Минут за двадцать до окончания эфира в студию влетела Алена. Преображенцев сдернул наушники:
– Что?!
Она покачала головой. Никаких новостей – из тех, что он ждал, – хотя к поискам подключились военные. Впрочем, толку от них мало – где искать? Город обшарили от чердаков до подвалов, а дальше?..
– Там к тебе пришли. Точней, приехали. Ты бы спустился.
– Кто приехал?
Алена взглянула на него:
– Родственники. Из тундры. Хотя, может, они тебе и не родственники.
У Олега Преображенцева похолодел затылок. Если к нему пришли люди из тундры, значит, знают об… охоте. Пришли предупредить или сообщить что-то.
Он быстро расставил метки, выбирая и рассчитывая по времени песни – чтобы эфир докатился до финала без него.
– Попрощаться за тебя? – предложила Алена.
– Как хочешь. – Ему стало все равно.
– Олег, – окликнула она, когда он был уже у двери, над которой полыхала надпись «Микрофон включен». – Если они что-то знают… и тебе скажут, позвони сразу же. Ладно?
Он кивнул.
– Ромка внизу, – сообщил попавшийся в коридоре Шахов. – Слушай, а кто это? И чего их принесло в пургу?
Преображенцев напялил куртку и бегом бросился вниз по широкой и тихой лестнице, напоминавшей такую же на речном вокзале. Привычный, цивилизованный, «радийный» мир остался позади.
Ни черта не помогла цивилизация. Спасовала. Не справилась.
И вместе с ней спасовал и не справился он, Олег Преображенцев.

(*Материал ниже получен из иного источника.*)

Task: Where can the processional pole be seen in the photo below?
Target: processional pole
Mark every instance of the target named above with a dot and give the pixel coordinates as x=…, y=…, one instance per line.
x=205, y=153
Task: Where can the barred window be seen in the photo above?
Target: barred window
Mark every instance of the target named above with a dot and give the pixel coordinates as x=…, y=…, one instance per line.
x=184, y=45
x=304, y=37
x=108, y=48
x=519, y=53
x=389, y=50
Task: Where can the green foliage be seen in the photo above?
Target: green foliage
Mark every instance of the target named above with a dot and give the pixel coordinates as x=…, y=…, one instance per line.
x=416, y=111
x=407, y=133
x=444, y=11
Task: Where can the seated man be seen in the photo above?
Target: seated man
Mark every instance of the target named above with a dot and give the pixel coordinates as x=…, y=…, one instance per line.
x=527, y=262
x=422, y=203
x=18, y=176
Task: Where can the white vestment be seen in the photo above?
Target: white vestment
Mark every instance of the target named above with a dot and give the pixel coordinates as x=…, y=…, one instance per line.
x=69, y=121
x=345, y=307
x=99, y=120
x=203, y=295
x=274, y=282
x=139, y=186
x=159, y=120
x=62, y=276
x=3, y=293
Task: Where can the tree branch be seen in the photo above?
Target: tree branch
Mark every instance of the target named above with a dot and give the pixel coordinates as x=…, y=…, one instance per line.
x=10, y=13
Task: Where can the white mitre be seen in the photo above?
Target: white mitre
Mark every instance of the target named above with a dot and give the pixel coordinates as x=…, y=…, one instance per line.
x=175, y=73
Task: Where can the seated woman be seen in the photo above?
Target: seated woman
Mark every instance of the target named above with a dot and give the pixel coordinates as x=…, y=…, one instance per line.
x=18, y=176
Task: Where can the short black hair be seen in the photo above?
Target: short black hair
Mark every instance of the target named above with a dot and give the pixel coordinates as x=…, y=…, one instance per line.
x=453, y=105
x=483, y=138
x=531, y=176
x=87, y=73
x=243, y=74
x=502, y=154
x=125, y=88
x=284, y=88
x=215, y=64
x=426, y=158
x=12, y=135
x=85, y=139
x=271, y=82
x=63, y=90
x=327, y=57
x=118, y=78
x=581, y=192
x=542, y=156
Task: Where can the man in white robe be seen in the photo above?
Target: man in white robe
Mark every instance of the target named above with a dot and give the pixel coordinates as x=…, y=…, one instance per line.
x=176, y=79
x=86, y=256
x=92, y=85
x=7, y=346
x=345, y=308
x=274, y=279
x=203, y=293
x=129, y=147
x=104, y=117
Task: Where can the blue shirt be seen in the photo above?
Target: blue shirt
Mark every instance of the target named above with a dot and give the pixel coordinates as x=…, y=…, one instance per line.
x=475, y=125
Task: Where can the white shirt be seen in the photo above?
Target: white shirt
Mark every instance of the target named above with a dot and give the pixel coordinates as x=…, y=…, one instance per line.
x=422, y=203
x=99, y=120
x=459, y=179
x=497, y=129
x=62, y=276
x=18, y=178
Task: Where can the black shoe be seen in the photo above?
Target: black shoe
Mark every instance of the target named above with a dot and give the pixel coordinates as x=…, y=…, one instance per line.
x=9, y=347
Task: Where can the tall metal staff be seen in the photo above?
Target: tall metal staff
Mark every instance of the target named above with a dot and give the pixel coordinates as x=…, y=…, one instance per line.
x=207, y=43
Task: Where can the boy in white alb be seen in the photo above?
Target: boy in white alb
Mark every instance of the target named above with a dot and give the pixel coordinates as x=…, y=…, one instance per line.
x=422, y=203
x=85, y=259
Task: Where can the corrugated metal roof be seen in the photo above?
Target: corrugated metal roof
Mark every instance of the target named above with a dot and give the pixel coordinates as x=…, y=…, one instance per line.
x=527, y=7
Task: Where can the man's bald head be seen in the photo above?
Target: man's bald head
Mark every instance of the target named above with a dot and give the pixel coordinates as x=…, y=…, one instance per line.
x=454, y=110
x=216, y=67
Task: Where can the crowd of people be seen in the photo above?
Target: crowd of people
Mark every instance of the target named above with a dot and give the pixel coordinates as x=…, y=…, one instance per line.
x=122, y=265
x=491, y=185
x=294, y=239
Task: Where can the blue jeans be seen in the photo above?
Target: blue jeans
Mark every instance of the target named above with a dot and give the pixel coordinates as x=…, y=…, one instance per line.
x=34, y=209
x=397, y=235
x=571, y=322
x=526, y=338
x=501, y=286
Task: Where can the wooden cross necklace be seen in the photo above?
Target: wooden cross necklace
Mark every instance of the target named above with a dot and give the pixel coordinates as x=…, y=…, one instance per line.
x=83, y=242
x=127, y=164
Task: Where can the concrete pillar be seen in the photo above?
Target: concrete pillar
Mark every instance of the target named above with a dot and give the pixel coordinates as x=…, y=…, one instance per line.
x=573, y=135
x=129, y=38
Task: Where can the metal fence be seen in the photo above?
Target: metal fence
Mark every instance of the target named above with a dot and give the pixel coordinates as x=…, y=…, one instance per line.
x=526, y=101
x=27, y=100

Возле подъезда «Пурги» в синем свете уличного фонаря стояла нарта, запряженная восемью собаками. Девятая лайка, запасная, была пристегнута прямо к нарте, а не к главному потягу – значит, упряжка пришла издалека. Собаки стояли и сидели спокойно, только жмурились от ветра, выставив вперед короткие мохнатые уши, чтоб не попадал снег. Возле нарты топтались Ромка Литвиненко и невысокий человек в капоре, отороченном росомашьим мехом, который, как известно, не индевеет даже в самый жестокий мороз.
– Тебя спрашивает! – сквозь метель прокричал Ромка.
– Ты Олег? – Невысокий, отороченный мехом, голоса не повышал, но говорил как-то так, что все было слышно. Вой метели не заглушал его.
– Я Олег. А ты?
– Нутэвэкэт, – представился человек. – Я из Инчоуна.
– Ръапыныл? Какие новости?
Человек помедлил, как бы размышляя, удивляться ему или нет, а потом все же удивился:
– Ты говоришь на чукотском?
– Немного.
– Луораветлан?
Он произнес это еще сложнее – «лыгъораветлан».
Олег знал, что по чукотским законам «луораветлан» – истинный, настоящий человек, в отличие от ненастоящего, пришлого, чужеродного, которого обозначали словом «тангитан». Все, кто приходил с Запада, назывались «тангитанами», и это было не слишком… лестное поименование. Для эскимосов, ламутов, коряков, эвенов существовали другие слова, обозначающие их близость к «луораветланам», истинным людям. Точно так же, как чукотский язык считался единственно правильным и достойным выражать сколько-нибудь человеческие мысли. Все остальные языки не в счет, хотя на них тоже вполне можно объясняться.
Бабушка Туар совершенно точно была «лыгинэвыскэт», то есть чукотской женщиной, в Олеге же чукотской крови имелось всего четверть, поэтому он не стал объяснять.
– Ты пришел поговорить со мной?
Человек по имени Нутэвэкэт помедлил, как бы раздумывая, что ответить на этот вопрос.
– Я пришел проводить тебя, – сообщил он, надумав. – У тебя есть настоящая одежда и обувь?
– Есть, – быстро ответил Олег.
Он знал, что спрашивать, куда и зачем собирается его провожать Нутэвэкэт из Инчоуна, не имеет смысла – тот не ответит.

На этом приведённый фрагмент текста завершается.